A small item sent by an alert reader caught our eye partly because it’s good news and partly because it pokes “settled science” chanters in the eye. According to ABC, the Australian one not the American one, “Coral colony discovered by mother and daughter citizen scientists could be world's largest”. How cool is that? Not just that it’s a big coral colony, or that it was found by “citizen scientists”, but that amateurs found “what is thought to be the largest coral colony on the Great Barrier Reef and possibly in the world” right under the noses of the cocksure climate establishment. An establishment that seems to have lost track of the difference between staring at a computer screen and actually diving into the water to have a look.
When we say “amateurs” we don’t mean it in a bad way. Indeed, as the story says:
“Sophie Kalkowski-Pope and her mum, Jan Pope, discovered the 111-metre-long Pavona clavus colony offshore from Cairns in Far North Queensland. They were diving for Citizens of the Reef's Great Reef Census when they realised they had found something special. ‘It's just these meadows of rippling coral as far as the eye can see,’ Ms Kalkowski-Pope said. ‘It's just an absolutely stunning ecosystem and this hotspot of life.’ After the pair made the discovery late last year, Ms Kalkowski-Pope returned with the charity in January to map and measure the structure with drones and measuring tapes, and created a 3D model.”
So if anyone wants to snarl “You’re not a climate scientist” we retort with the immortal words of William Pitt the Elder:
“There is one plain maxim, to which I have invariably adhered through life: that in every question in which my liberty or my property were concerned, I should consult and be determined by the dictates of common sense. I confess, my Lords, that I am apt to distrust the refinements of learning, because I have seen the ablest and the most learned of men equally liable to deceive themselves and to mislead others. The condition of human nature would be lamentable indeed, if nothing less than the greatest learning and talents, which fall to the share of so small a number of men, were sufficient to direct our judgement and our conduct. But providence has taken better care of our happiness, and given us, in the simplicity of common sense, a rule for our direction, by which we can never be misled.”
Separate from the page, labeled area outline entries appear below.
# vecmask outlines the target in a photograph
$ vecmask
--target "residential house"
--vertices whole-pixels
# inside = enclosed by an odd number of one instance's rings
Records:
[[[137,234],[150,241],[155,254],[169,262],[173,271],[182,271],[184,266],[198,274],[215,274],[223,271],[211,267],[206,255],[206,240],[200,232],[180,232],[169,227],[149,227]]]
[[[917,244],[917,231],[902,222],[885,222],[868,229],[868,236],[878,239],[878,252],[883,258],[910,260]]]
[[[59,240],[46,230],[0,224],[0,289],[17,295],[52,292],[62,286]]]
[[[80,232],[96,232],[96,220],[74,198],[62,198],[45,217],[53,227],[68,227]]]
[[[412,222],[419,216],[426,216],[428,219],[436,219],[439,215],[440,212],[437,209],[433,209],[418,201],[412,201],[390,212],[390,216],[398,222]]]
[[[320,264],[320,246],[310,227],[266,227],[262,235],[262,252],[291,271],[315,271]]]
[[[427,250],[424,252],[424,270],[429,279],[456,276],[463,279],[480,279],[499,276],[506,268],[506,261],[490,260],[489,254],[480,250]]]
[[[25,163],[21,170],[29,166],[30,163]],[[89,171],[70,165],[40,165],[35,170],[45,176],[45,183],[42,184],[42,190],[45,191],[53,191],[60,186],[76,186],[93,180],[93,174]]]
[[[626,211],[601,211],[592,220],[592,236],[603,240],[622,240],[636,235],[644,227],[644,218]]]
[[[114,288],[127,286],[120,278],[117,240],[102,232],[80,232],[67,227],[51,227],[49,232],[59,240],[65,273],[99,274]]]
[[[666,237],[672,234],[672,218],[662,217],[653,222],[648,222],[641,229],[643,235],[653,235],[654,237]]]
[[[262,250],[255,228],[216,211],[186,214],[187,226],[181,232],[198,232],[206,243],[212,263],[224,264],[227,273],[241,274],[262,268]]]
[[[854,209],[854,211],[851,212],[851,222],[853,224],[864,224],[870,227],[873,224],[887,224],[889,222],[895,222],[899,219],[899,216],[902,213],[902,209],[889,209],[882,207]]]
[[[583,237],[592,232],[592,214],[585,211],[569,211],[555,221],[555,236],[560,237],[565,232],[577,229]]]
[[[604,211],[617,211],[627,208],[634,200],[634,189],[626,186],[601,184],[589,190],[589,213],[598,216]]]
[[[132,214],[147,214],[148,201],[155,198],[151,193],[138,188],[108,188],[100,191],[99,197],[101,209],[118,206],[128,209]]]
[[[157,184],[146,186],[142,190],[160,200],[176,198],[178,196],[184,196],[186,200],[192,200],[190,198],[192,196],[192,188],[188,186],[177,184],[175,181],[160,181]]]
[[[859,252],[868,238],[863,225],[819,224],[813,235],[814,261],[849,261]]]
An expert, not an expert who says, is someone who uses common sense, knowledge, persistence and imagination to investigate a subject, not someone with paper credentials on media speed-dial. Oh, and at least in this case with monster flippers as well, because Ms. Kalkowski-Pope “described the area as ‘tidally dominated’” and added “Which we think is actually why this area has remained undiscovered for so long, because it's quite difficult to dive there”.
ABC had the good grace to state up front:
“A research scientist says the find indicates some coral reefs are surviving challenges like mass bleaching events.”
Brilliant. Though we already knew some coral reefs were surviving because they weren’t all dead or even sickly. But hey, we’re not experts who say.
As for other experts:
“James Cook University marine scientist Allison Paley believed the ‘quite impressive’ colony was undiscovered. ‘I think what's equally likely, possible, is that we just also haven't discovered a lot of equally large corals that are on reefs around the world,’ she said. She praised the citizen scientists as researchers’ ‘eyes on the ground’.”
Indeed. And please remember next time the experts who say say something, that the air of apodictic certainty that accompanies highly speculative declarations, about the current state of climate or something in the past for which we have only the faintest and blurriest of proxy evidence, that they went right past the largest coral colony on the GBR, possibly the world, time and again with modern sensing gear.